Of the study participants, 1,013 women had HPV infections at the start of the study and 599 of them were infected with a strain that can cause cervical cancer. (Some women were infected with two or more cancer-causing types, leading to 800 total infections in the analysis.) More than half of the infections with cancer-causing HPV types cleared within 6 months, and 67 percent cleared by 12 months. Only 4 percent of the infections with cancer-causing HPV types led to precancerous lesions, although that figure rose to 21 percent in women whose infections persisted beyond 12 months.

“These data suggest that, when possible, a patient with a normal cytology and initial positive HPV result should be managed with watchful waiting because a 12-month follow-up can safely exclude more than 50 percent of infections as transient,” the authors write.

Contact: National Cancer Institute press office, ncipressofficers@mail.nih.gov, (301) 496 6641


Inhibition of Chemokine Receptor Activation May Improve Head and Neck Cancer Therapies

Squamous cell cancers of the head and neck that express a cell surface receptor, called CCR7, are less likely to respond to current therapies. Combining drugs that block this receptor with existing agents might improve patient outcomes.

Robert L. Ferris, M.D., Ph.D., of the University of Pittsburgh Cancer Institute and colleagues previously found that the chemokine receptor 7 (CCR7) is frequently active in metastatic squamous cell cancers of the head and neck.
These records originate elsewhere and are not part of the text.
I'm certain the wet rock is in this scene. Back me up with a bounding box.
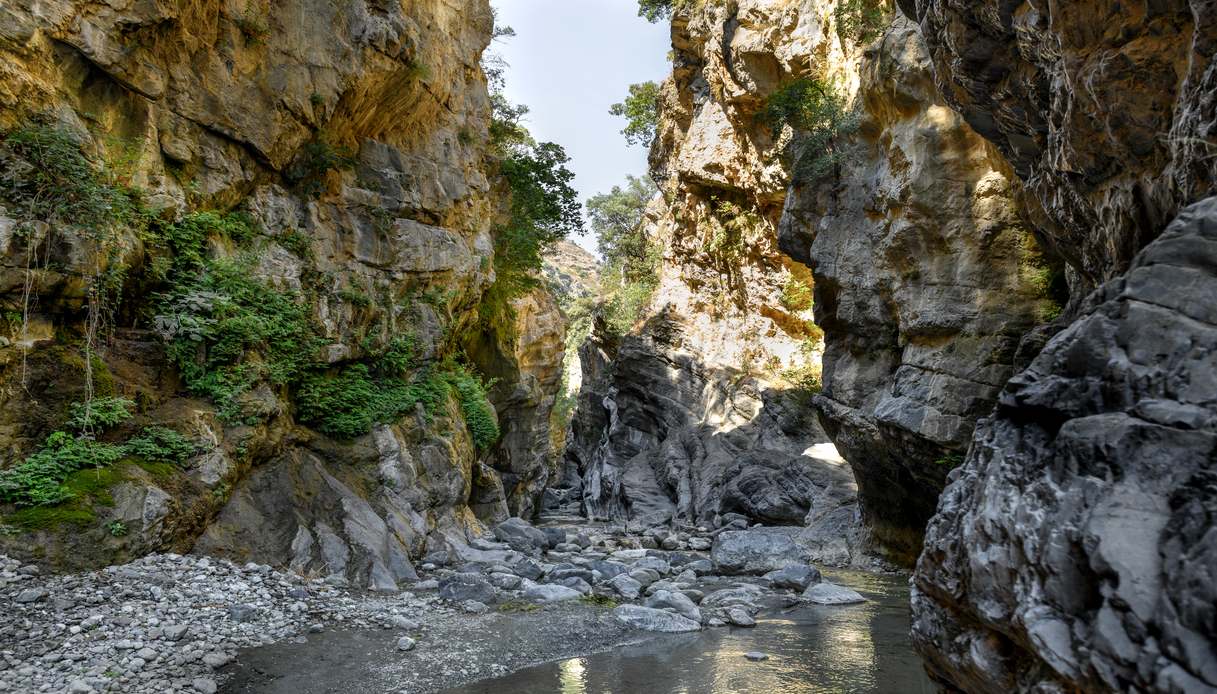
[612,605,701,633]
[803,581,867,605]
[710,528,811,575]
[522,581,583,603]
[645,591,701,623]
[494,517,549,554]
[763,564,820,592]
[439,573,497,603]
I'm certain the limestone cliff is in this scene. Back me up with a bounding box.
[902,0,1217,692]
[568,1,867,564]
[0,0,563,589]
[781,13,1060,564]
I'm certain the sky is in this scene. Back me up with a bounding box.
[490,0,671,252]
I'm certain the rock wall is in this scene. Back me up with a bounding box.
[0,0,563,589]
[780,18,1060,565]
[902,0,1217,692]
[567,0,881,564]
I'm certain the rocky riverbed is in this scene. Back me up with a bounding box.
[0,517,895,694]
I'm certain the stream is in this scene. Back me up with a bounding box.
[445,572,935,694]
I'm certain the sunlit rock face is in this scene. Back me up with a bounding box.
[780,18,1053,564]
[0,0,565,588]
[913,198,1217,692]
[902,0,1217,692]
[567,1,869,564]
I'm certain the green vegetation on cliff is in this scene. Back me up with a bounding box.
[609,82,660,147]
[759,77,858,183]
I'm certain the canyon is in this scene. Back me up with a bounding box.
[0,0,1217,693]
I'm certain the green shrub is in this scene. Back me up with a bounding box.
[67,397,135,431]
[759,77,858,181]
[609,82,660,147]
[834,0,892,44]
[0,431,123,506]
[286,134,355,197]
[781,275,815,313]
[447,366,500,450]
[156,250,323,421]
[123,426,198,466]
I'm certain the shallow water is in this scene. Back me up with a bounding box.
[448,573,935,694]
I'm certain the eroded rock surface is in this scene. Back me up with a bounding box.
[913,198,1217,692]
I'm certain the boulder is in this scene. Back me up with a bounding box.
[439,573,498,604]
[494,517,549,554]
[612,605,701,633]
[764,564,820,592]
[646,591,701,623]
[803,581,867,605]
[710,528,811,575]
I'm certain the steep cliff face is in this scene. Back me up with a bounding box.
[0,0,563,589]
[780,18,1060,564]
[568,1,865,563]
[903,0,1217,692]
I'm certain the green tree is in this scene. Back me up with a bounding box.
[587,177,656,281]
[609,82,660,147]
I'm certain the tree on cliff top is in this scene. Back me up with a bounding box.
[609,82,660,147]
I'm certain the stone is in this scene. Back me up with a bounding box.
[522,581,583,603]
[494,517,549,554]
[727,608,757,627]
[803,581,867,605]
[439,573,498,604]
[711,528,811,575]
[605,573,643,600]
[763,564,820,593]
[645,591,701,623]
[612,605,701,633]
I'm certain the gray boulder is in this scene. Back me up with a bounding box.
[646,591,701,623]
[710,528,811,575]
[612,605,701,633]
[605,573,643,600]
[803,581,867,605]
[764,564,821,592]
[494,517,549,554]
[523,581,583,603]
[439,573,498,604]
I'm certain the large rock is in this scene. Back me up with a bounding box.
[494,517,549,554]
[913,198,1217,693]
[612,605,701,633]
[779,18,1060,565]
[710,528,811,575]
[439,573,498,605]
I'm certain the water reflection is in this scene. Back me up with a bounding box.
[449,573,933,694]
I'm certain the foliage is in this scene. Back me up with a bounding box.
[834,0,892,44]
[0,431,123,506]
[156,250,321,421]
[447,365,499,450]
[759,77,858,181]
[67,397,135,431]
[781,275,815,313]
[0,124,140,232]
[638,0,707,23]
[124,426,198,465]
[587,175,656,275]
[286,133,355,197]
[609,82,660,147]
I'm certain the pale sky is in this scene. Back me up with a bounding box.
[490,0,672,252]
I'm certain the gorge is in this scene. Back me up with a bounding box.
[0,0,1217,694]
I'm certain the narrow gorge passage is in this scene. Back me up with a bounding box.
[0,0,1217,694]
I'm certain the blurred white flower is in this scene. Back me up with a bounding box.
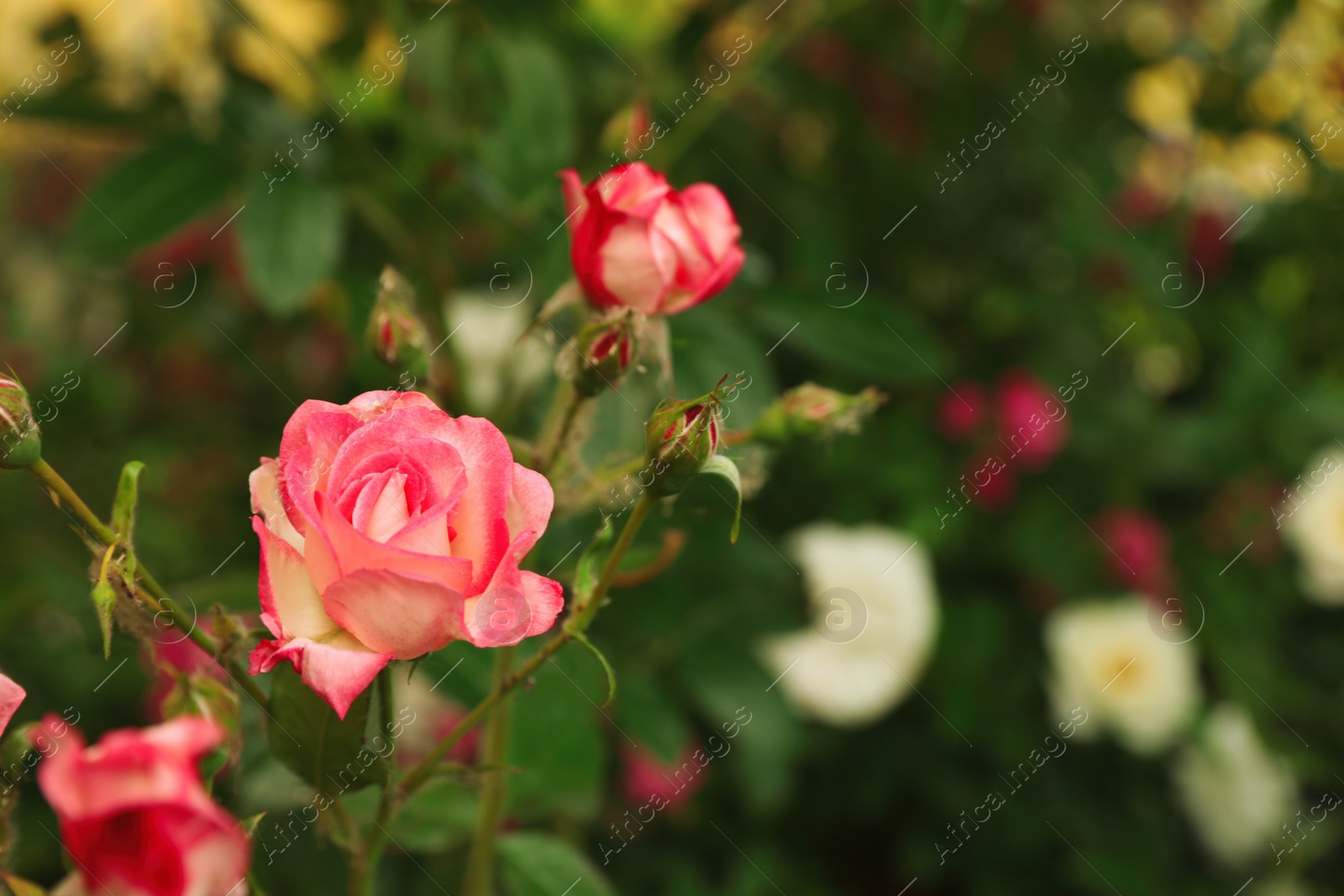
[1274,451,1344,605]
[1044,595,1199,753]
[761,522,938,726]
[1174,704,1297,867]
[445,291,553,414]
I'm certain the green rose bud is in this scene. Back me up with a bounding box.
[559,312,638,398]
[643,392,719,497]
[751,383,887,445]
[0,372,42,470]
[365,265,428,376]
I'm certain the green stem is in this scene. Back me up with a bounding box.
[29,459,269,710]
[536,380,587,474]
[462,645,515,896]
[398,491,657,799]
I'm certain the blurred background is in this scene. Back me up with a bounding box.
[0,0,1344,896]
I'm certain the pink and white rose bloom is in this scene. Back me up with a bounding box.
[560,161,746,314]
[38,715,251,896]
[250,391,564,717]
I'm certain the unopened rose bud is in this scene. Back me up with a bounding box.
[751,383,887,445]
[559,312,638,396]
[0,374,42,470]
[643,392,719,495]
[602,99,652,163]
[365,265,428,376]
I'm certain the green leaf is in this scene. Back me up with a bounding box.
[0,874,47,896]
[570,631,616,710]
[499,831,614,896]
[479,35,575,203]
[266,663,387,793]
[506,652,606,822]
[112,461,145,556]
[238,811,266,840]
[616,669,690,763]
[388,780,475,853]
[701,454,742,544]
[69,139,233,262]
[574,518,616,605]
[238,175,345,314]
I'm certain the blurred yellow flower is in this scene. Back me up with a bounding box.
[78,0,224,116]
[230,0,344,106]
[1246,65,1305,125]
[1125,3,1178,59]
[1125,56,1203,139]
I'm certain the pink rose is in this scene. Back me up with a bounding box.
[1094,508,1172,598]
[560,161,746,314]
[250,392,564,719]
[0,673,29,735]
[997,369,1068,469]
[38,715,250,896]
[621,737,712,810]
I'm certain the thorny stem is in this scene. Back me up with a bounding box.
[536,383,586,474]
[29,459,270,710]
[462,645,515,896]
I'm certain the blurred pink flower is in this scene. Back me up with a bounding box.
[1094,508,1172,598]
[996,368,1068,470]
[621,744,710,810]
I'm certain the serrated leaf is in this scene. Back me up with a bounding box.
[70,139,233,260]
[701,454,742,544]
[499,831,616,896]
[238,175,345,314]
[266,663,387,793]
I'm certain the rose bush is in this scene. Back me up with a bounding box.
[38,715,251,896]
[560,161,746,314]
[250,392,564,717]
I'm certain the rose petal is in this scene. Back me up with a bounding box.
[464,531,564,647]
[0,674,29,733]
[677,184,742,262]
[596,217,677,314]
[247,457,304,552]
[249,631,394,719]
[323,569,464,659]
[504,464,555,553]
[253,516,336,638]
[304,491,475,599]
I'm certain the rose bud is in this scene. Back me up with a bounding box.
[641,392,719,497]
[560,161,746,314]
[751,383,887,445]
[0,372,42,470]
[38,715,250,896]
[997,369,1068,470]
[365,265,428,376]
[1094,508,1173,605]
[558,312,638,398]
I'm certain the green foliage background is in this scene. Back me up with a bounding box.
[0,0,1344,896]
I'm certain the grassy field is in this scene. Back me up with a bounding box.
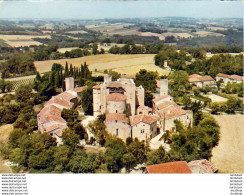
[0,125,13,173]
[0,39,8,47]
[0,35,51,47]
[211,115,244,173]
[35,54,169,75]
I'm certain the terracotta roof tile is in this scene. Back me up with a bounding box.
[120,74,136,79]
[107,81,123,88]
[106,113,129,123]
[55,129,63,137]
[156,80,160,88]
[74,86,86,93]
[153,95,173,103]
[189,74,214,83]
[188,159,218,173]
[199,76,214,82]
[137,105,152,111]
[156,101,177,110]
[92,85,101,89]
[37,105,66,124]
[45,124,68,133]
[230,74,244,81]
[216,73,230,79]
[189,77,201,83]
[130,114,159,126]
[106,93,126,101]
[45,96,74,108]
[146,161,192,173]
[56,91,76,101]
[189,74,200,78]
[159,105,191,119]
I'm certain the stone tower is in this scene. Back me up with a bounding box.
[103,76,112,84]
[160,79,168,96]
[65,77,75,91]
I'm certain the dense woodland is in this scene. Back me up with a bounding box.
[0,18,243,173]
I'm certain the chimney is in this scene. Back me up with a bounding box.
[160,79,168,96]
[164,60,168,68]
[103,75,112,84]
[65,77,75,91]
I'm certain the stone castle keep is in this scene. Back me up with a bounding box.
[93,77,144,116]
[93,77,192,141]
[37,77,193,143]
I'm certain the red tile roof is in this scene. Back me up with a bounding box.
[45,96,74,108]
[56,91,76,101]
[130,114,159,126]
[188,159,218,173]
[137,105,152,111]
[216,73,244,81]
[55,129,63,137]
[153,95,173,103]
[199,76,214,82]
[189,74,214,83]
[37,105,66,124]
[159,104,191,119]
[230,74,244,81]
[106,113,129,123]
[156,101,177,110]
[107,81,122,88]
[156,80,160,88]
[74,86,86,93]
[189,77,201,83]
[189,74,200,78]
[92,85,101,89]
[106,93,126,101]
[45,124,68,133]
[146,161,192,173]
[216,73,230,79]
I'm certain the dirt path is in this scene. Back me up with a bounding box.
[0,125,13,173]
[211,115,244,173]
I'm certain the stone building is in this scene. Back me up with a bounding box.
[130,114,159,141]
[105,113,131,141]
[37,77,86,143]
[216,73,244,86]
[153,79,193,132]
[93,77,144,116]
[189,74,216,88]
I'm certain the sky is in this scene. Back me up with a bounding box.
[0,0,244,19]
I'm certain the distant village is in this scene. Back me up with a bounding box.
[34,67,244,173]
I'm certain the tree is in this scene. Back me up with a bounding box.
[88,119,107,146]
[92,44,99,55]
[15,85,32,102]
[211,102,220,114]
[146,146,168,165]
[54,145,74,172]
[182,94,191,109]
[168,70,189,97]
[81,87,93,115]
[122,153,136,172]
[105,137,126,173]
[135,69,158,92]
[128,138,149,164]
[62,129,80,148]
[68,148,98,173]
[51,63,63,71]
[61,108,79,122]
[145,91,153,108]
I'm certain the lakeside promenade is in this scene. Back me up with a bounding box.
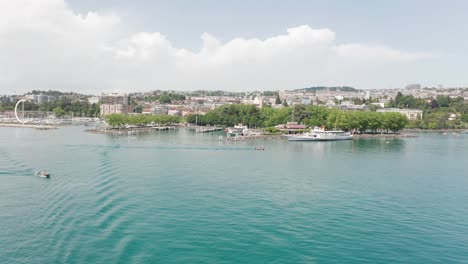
[0,122,57,129]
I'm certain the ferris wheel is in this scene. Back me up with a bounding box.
[15,99,26,124]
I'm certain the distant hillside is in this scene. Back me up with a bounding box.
[295,86,360,92]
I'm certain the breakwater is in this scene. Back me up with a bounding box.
[0,122,57,129]
[85,126,176,136]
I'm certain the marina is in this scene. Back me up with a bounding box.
[285,127,353,141]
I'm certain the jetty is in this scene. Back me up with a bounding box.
[85,126,176,136]
[195,126,223,133]
[226,134,281,141]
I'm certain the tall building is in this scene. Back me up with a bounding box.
[100,94,132,116]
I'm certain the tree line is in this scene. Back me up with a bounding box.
[106,114,180,128]
[187,105,408,133]
[0,98,100,117]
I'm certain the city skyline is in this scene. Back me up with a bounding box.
[0,0,468,94]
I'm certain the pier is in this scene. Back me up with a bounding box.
[0,122,57,129]
[85,126,176,136]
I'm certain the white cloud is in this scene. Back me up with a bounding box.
[0,0,430,94]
In the current study, Ferris and colleagues used cancer cell lines and tumor cells isolated from primary and metastatic head and neck tumors to examine patterns of CCR7 activation. They also looked for expression of the ligands that stimulate the receptor.

Treatment of cells isolated from metastatic tumors with an anti-CCR7 antibody, which blocked activation of the receptor, reduced cell survival by 31 percent, compared with a 19.5 percent reduction in viability after treatment with a targeted therapy, called erlotinib, that is already being used in squamous cell head and neck cancer treatment. Combining the anti-CCR7 antibody and erlotinib, resulted in a 59.5 percent drop in cell survival. The researchers found that both the tumor environment and the tumor cells themselves can produce the ligand that stimulated CCR7 and those tumors that did so were more resistant to standard chemotherapy.

“The results of this study offer additional evidence that this chemokine receptor plays an important role in [squamous cell cancer of the head and neck] progression and in resistance to chemotherapies,” the authors write.